It’s a really big transition to go from high school to college, and I really needed a year off from academics to go out and see the world. In high school or college, you are expected to do what people tell you to do; I was suffocating in high school and just needed to get away.
With a gap year it was more about advocating for myself on what I wanted to do based on my needs and what I felt comfortable with. I enjoyed the independence I got during my gap year, and by doing volunteer work, I was accomplishing something and being helpful to those who needed it.
There was some concern that I would have a panic attack abroad, and I’d be around people who didn’t know what it’s like. Sometimes I can feel the attacks coming, so I just remove myself from wherever I am and take a break. I did have panic attacks abroad, but I was able to deal with them better because of my medications.
Accepting Cultural Differences
It was difficult, especially in China, in terms of my depression and anxiety. The people I met could be a little bit nosy; it wasn’t considered as rude to say “Oh you’re taking medication. Why are you taking it?” It seemed a bit invasive at times.
In Africa they sometimes walked over to hug me and feel my hair, and I’m really not used to that. In fact, I’m personally very uncomfortable with having strangers come up to me and touch me.
To cope with it, I had to push myself to understand that in that culture they were not trying to be offensive or bring me down – there’s just a big cultural difference that they aren’t familiar with.
I would explain personal space and cultural differences to the younger kids, and my tolerance with little kids got much better too.
And there were times when I was so overwhelmed by the differences between American culture and other countries’ cultures that I just needed to take time away from my volunteer work. Journaling about what my experiences were like also helped.
Staying Connected, Not Isolated
I corresponded with my parents every week or so. In Uganda it was a little difficult for me because there weren’t any therapists, and I was living in a rural area where they didn’t understand social anxiety or clinical depression. I got a cell phone there to talk to people back home. I just think it’s good to keep in touch – not every single day but just once in a while to check in.
In Uganda when I talked to people back home it was difficult for them to understand the lifestyle. I could describe it in detail, but it’s completely different from actually experiencing it for yourself.
In China there was an English-speaking, American a therapist specifically for expats. That definitely helped. The therapist had been in China for a long time, so she understood what it was like for foreigners. Even if she hadn’t been a professional, it’s just nice to find someone else who can share and understand your situation. You can basically step back and laugh about it.

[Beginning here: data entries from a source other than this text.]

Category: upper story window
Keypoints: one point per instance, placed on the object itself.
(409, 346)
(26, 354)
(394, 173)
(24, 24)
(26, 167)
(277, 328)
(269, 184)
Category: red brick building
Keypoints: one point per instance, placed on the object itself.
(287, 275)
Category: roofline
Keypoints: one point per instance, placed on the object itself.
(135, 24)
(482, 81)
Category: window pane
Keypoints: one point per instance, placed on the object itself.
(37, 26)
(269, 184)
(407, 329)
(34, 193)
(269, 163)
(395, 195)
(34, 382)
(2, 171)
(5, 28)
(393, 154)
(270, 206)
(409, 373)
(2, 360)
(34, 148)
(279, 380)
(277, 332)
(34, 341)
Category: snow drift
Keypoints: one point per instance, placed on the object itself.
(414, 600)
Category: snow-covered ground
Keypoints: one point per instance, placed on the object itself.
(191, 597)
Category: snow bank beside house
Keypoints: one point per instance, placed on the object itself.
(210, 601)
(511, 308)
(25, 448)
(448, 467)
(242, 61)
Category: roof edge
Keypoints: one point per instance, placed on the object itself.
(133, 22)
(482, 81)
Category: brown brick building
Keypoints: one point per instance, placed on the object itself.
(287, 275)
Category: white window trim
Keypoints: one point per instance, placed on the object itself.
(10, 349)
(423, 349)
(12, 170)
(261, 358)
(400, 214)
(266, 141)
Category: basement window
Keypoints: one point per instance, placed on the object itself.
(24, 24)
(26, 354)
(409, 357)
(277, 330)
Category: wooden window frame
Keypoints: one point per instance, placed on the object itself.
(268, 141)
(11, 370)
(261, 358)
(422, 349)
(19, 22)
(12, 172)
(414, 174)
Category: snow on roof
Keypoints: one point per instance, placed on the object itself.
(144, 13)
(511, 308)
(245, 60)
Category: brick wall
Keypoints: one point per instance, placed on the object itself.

In Argentina I met someone in the volunteer house who also had social anxiety, and she expressed how hard it was to get used to things abroad. It was nice to know there was someone else who sort of knows what I was going through.
What she suggested to me was that people are understanding if you are upfront with them. If I were to say “I know sometimes it seems that I’m a little down; in the future if I seem tired, I just need to be left alone for a little bit.” Usually people would understand and there was no need to get into any explanations about “I have depression; I have anxiety…”
Laying Foundations for Lifelong Changes
I was terrified when I first started; I think the gap year did help me become more independent and self-advocate more. I was thrust into a situation where I couldn’t rely on my parents or teachers or anyone. While abroad, I learned to get used to change.
I would recommend it to anyone who is struggling in high school before they go off to college. I think it would definitely help any prospective student boost their understanding of the world and build up their self-esteem.
I’m pretty lucky to have the life that I have in America. Meeting people who live without electricity, plumbing, who have been through much worse things than I’ve had to deal with, greatly humbled me and made me a lot more grateful for what I have.